A: doesn’t see it as realistic, especially the second: when
someone is hired to “be the brand,” they’re often chosen because they already
have a presence—many job descriptions require a certain number of Twitter
followers to be considered. Sometimes
the line is blurred; sometimes they start a new feed but start from
scratch. Another way to address
mistakes: someone could only use certain devices while they’re working—two phones,
two computers. Many businesses have
multiple official Twitter accounts.
Mistakes are likely to be inherent.
It’s hard to contract away the possibility of mistakes.
Q: Procedure matters in how we apply the infringement
test. Arnstein and analogy to copyright:
the two-part test there is supposed to be expert and then lay. PHOSITA in patent seems very different. Other
way to go is to protect markets: take what’s pleasing to the viewer more
seriously. Look at how the market reacts.

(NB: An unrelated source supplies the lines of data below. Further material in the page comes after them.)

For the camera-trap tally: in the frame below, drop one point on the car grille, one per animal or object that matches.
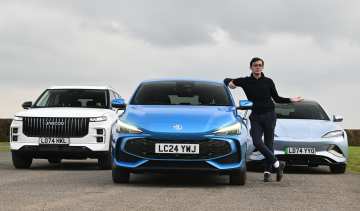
(55, 127)
(208, 149)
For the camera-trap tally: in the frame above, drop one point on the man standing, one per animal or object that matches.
(262, 92)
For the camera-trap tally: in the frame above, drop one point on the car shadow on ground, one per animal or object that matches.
(258, 167)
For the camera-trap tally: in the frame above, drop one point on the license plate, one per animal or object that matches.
(54, 140)
(300, 150)
(177, 148)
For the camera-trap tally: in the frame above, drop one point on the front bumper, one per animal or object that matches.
(148, 161)
(329, 151)
(89, 141)
(58, 151)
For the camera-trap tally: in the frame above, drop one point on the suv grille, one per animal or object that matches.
(55, 127)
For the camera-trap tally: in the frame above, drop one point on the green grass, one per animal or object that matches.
(354, 159)
(4, 146)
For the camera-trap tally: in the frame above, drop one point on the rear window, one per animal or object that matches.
(302, 110)
(181, 93)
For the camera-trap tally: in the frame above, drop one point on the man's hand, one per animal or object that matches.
(295, 99)
(231, 85)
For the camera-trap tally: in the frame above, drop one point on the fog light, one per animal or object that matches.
(15, 130)
(14, 138)
(335, 150)
(99, 131)
(99, 139)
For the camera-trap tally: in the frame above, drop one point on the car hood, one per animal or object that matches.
(304, 128)
(63, 112)
(176, 119)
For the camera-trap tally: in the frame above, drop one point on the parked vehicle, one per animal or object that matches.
(180, 126)
(305, 135)
(65, 122)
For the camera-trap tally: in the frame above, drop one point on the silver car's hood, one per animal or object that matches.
(304, 128)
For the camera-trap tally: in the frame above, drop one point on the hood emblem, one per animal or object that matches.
(177, 126)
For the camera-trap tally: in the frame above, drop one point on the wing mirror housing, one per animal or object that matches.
(337, 118)
(27, 105)
(245, 105)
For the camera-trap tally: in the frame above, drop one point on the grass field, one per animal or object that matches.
(354, 161)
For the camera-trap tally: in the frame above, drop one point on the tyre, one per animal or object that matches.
(338, 168)
(54, 160)
(21, 161)
(238, 177)
(120, 176)
(104, 162)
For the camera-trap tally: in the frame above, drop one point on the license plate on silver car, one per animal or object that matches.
(48, 140)
(300, 150)
(177, 148)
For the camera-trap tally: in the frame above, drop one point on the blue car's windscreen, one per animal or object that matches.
(181, 93)
(89, 98)
(303, 110)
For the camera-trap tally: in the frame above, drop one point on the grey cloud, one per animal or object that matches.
(178, 23)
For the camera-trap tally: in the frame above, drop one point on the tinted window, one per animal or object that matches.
(181, 93)
(73, 98)
(303, 110)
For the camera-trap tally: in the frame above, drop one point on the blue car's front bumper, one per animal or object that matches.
(220, 154)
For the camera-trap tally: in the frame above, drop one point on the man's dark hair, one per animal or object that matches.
(255, 59)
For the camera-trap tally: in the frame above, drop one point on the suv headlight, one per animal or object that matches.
(122, 127)
(234, 129)
(17, 118)
(335, 133)
(98, 119)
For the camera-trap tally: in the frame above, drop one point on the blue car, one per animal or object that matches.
(180, 126)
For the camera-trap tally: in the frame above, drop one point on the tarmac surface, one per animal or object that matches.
(79, 185)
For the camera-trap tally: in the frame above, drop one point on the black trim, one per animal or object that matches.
(60, 151)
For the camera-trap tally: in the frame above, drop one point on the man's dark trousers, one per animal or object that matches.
(264, 123)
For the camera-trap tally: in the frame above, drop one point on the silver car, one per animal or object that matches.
(305, 135)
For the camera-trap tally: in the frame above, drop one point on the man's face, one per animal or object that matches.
(257, 67)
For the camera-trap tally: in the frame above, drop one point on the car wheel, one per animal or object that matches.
(338, 168)
(120, 176)
(238, 177)
(21, 161)
(54, 160)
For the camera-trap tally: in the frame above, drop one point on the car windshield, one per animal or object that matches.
(88, 98)
(302, 110)
(181, 93)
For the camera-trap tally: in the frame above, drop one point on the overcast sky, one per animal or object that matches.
(311, 48)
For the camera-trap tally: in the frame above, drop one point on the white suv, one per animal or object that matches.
(65, 122)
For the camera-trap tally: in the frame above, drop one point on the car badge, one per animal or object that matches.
(177, 127)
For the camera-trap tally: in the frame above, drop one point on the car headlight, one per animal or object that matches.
(17, 118)
(122, 127)
(234, 129)
(332, 134)
(98, 119)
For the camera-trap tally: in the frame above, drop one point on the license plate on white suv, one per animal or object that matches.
(300, 150)
(54, 140)
(177, 148)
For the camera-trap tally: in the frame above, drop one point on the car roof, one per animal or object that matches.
(311, 102)
(181, 80)
(81, 87)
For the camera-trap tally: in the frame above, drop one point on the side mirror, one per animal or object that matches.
(337, 118)
(118, 103)
(245, 105)
(27, 104)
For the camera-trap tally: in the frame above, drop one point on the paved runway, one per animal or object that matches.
(79, 185)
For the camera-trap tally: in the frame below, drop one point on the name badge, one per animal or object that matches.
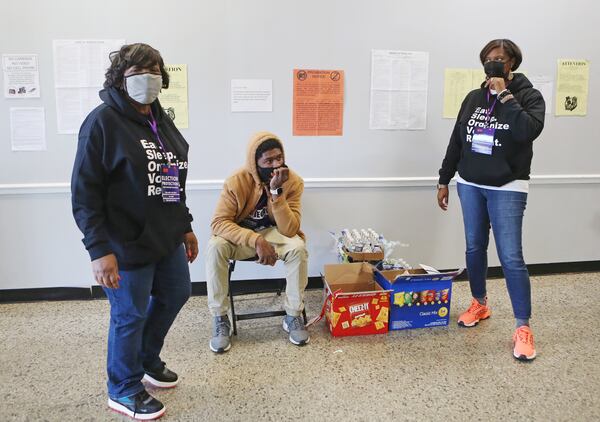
(169, 181)
(483, 140)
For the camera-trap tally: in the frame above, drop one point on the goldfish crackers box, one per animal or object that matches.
(355, 304)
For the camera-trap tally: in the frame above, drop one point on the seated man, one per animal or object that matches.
(258, 214)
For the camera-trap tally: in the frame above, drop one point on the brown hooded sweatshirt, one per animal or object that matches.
(242, 191)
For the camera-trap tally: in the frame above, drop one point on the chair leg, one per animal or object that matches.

Boone: Dealing with verbal overshadowing—a lot of that
happens with claims in patent cases. Is there a comparative study for what
happens in a TM survey? Or is that
subject to the same problems? (I think
it would be, because the questions you ask shape the answers, though controls
may be able to account for some of that. I don’t know if there’s a way to
replicate that in patent, though with design patent you might be able to show
people in the control group the prior art and the accused design.)